A Beni Abbès, il y a un bâtiment en terre qui surplombe légèrement la palmeraie tout en se fondant totalement dans le paysage… C’est l’Ermitage du père Charles de Foucauld, construit de ses mains en 1901. Le lieu compte une petite chapelle qui a les pieds dans le sable, des dépendances organisées autour d’une cour au calme solennel et un jardin privé. « C’est une construction traditionnelle, en argile. Charles de Foucauld s’est inspiré de l’architecture de la région et des formes qu’il y voyait, comme celles des mosquées traditionnelles.

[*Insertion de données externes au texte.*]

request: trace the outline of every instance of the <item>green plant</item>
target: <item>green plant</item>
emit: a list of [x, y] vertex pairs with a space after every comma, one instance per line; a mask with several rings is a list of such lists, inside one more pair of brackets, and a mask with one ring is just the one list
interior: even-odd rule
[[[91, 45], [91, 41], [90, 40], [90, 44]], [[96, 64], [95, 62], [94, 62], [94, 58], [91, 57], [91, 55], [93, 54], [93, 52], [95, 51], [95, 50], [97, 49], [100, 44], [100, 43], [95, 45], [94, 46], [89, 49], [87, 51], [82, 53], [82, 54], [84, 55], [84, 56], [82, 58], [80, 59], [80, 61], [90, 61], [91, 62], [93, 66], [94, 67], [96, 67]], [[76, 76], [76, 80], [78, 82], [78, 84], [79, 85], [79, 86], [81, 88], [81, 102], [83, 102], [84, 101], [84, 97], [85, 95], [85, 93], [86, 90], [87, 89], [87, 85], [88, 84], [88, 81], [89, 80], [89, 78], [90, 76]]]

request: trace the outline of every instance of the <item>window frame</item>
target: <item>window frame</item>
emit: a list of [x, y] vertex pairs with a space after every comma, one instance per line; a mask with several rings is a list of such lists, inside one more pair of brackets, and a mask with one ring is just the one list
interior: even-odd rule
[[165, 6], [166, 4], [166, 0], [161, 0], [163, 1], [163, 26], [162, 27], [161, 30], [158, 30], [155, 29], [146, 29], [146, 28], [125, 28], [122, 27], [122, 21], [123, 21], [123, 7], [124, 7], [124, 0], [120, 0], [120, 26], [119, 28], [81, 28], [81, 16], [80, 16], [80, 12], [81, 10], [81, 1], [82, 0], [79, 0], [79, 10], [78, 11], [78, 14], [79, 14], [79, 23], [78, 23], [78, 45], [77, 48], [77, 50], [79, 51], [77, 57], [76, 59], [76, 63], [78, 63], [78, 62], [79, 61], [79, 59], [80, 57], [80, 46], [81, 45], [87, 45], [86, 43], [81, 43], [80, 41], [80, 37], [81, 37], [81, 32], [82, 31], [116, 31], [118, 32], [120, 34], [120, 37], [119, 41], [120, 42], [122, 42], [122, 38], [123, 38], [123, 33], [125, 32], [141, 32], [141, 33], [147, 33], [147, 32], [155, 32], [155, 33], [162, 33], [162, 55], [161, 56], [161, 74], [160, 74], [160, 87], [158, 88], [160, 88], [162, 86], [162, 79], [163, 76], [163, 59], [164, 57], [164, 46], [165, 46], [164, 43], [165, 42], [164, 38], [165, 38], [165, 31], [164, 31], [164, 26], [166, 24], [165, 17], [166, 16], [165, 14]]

Mais il avait vu un peu grand pour l’ensemble », explique le frère Bernard, qui vit ici depuis 6 ans. « Il pensait qu’il serait rejoint par de nombreux fidèles mais ça n’a pas été le cas et il est resté seul. Il avait des contacts avec les militaires de la garnison voisine – il y faisait les offices –, mais la solitude lui pesait. Alors, lorsqu’en 1905, il a eu une proposition pour partir s’établir à Tamanrasset, il n’a pas hésité. »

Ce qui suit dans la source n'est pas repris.